A possible explanation of the DNS vulnerability got posted on Matasano Chargen, an excellent infosec blog. This is neat because Matasano’s principle, Tom, has already gotten the entire story from Dan—he knows all the details we don’t. It was written well enough, and Tom’s credibility is high enough, to assume it was a draft he had ready to fire off as soon as the exploit was public on the sixth.

It was pulled very quickly. I have a copy in my Google Reader cache.

I thought it was a bad guess, but the retraction and the dailydave thread that it sourced getting closed (not uncommon there) have me curious. Why publish a thought experiment without captures proving it? Also, I think the post was from an intern’s account on the blog. Oops.

Then Dan Kaminsky twittered:

“DNS bug is public. You need to patch, or switch to opendns, RIGHT NOW. Could”

And blogged…

Patch.
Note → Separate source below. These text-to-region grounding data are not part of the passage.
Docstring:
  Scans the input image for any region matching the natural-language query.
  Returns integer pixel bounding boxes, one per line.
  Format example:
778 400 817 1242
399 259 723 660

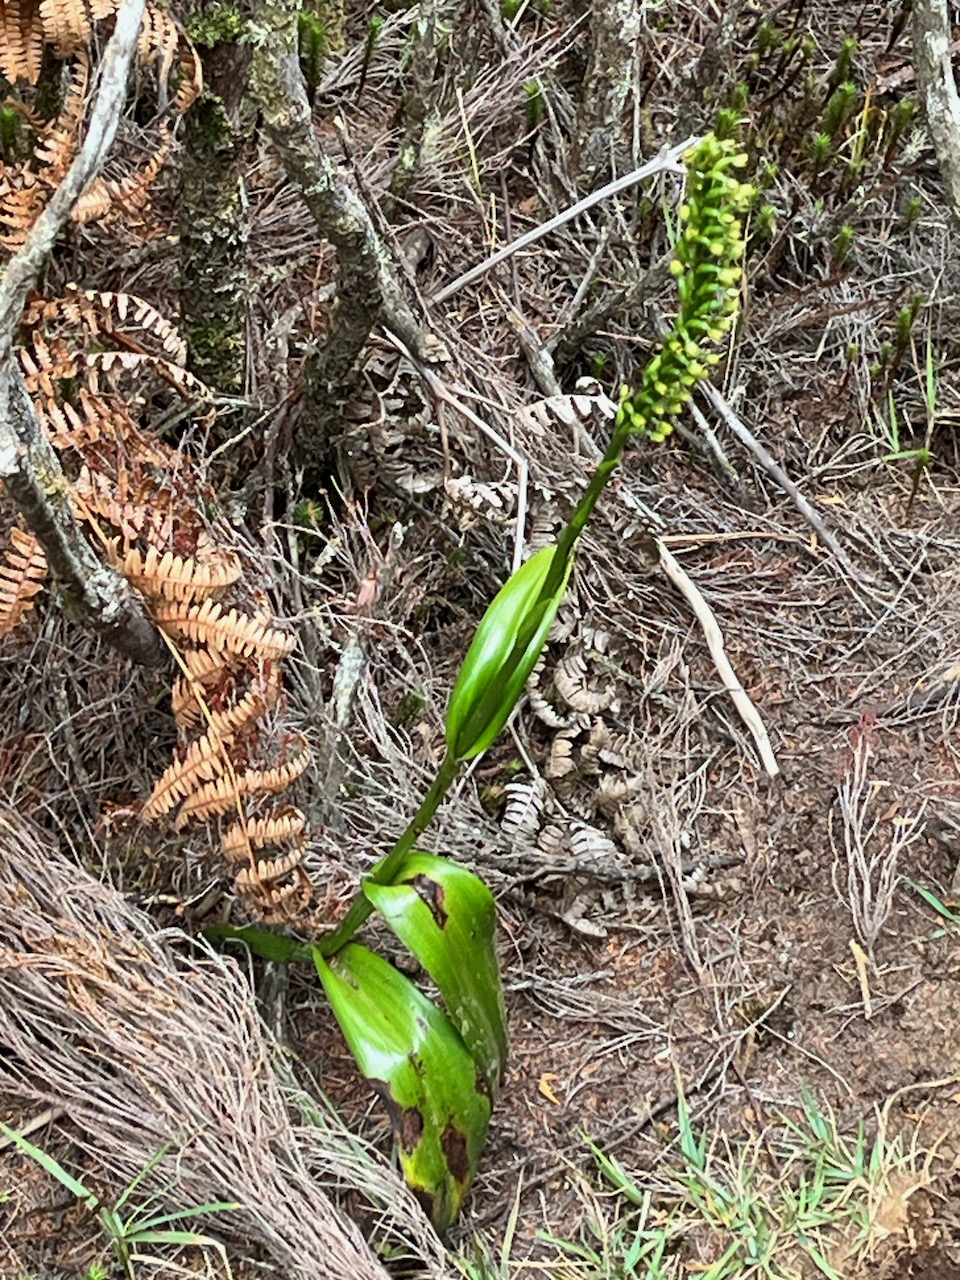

Today. Now. Yes, stay late. Yes, forward to OpenDNS if you have to. (They’re ready for your traffic.) Thank you to the many of you who already have.

Which has me (and many others) convinced that this is legit and we might start hearing about attempts. Did Dan’s hype backfire?

Richard is right, the NAT question is also interesting (and why I have been asking for architecture diagrams lately)

This will be trivial to detect on the wire with traditional IDS/IPS.

I’d like proof of the ‘in-bailiwick’ premise of the last paragraph. Dan probably has something better than this but who knows?

This has already won a pwnie, excellent.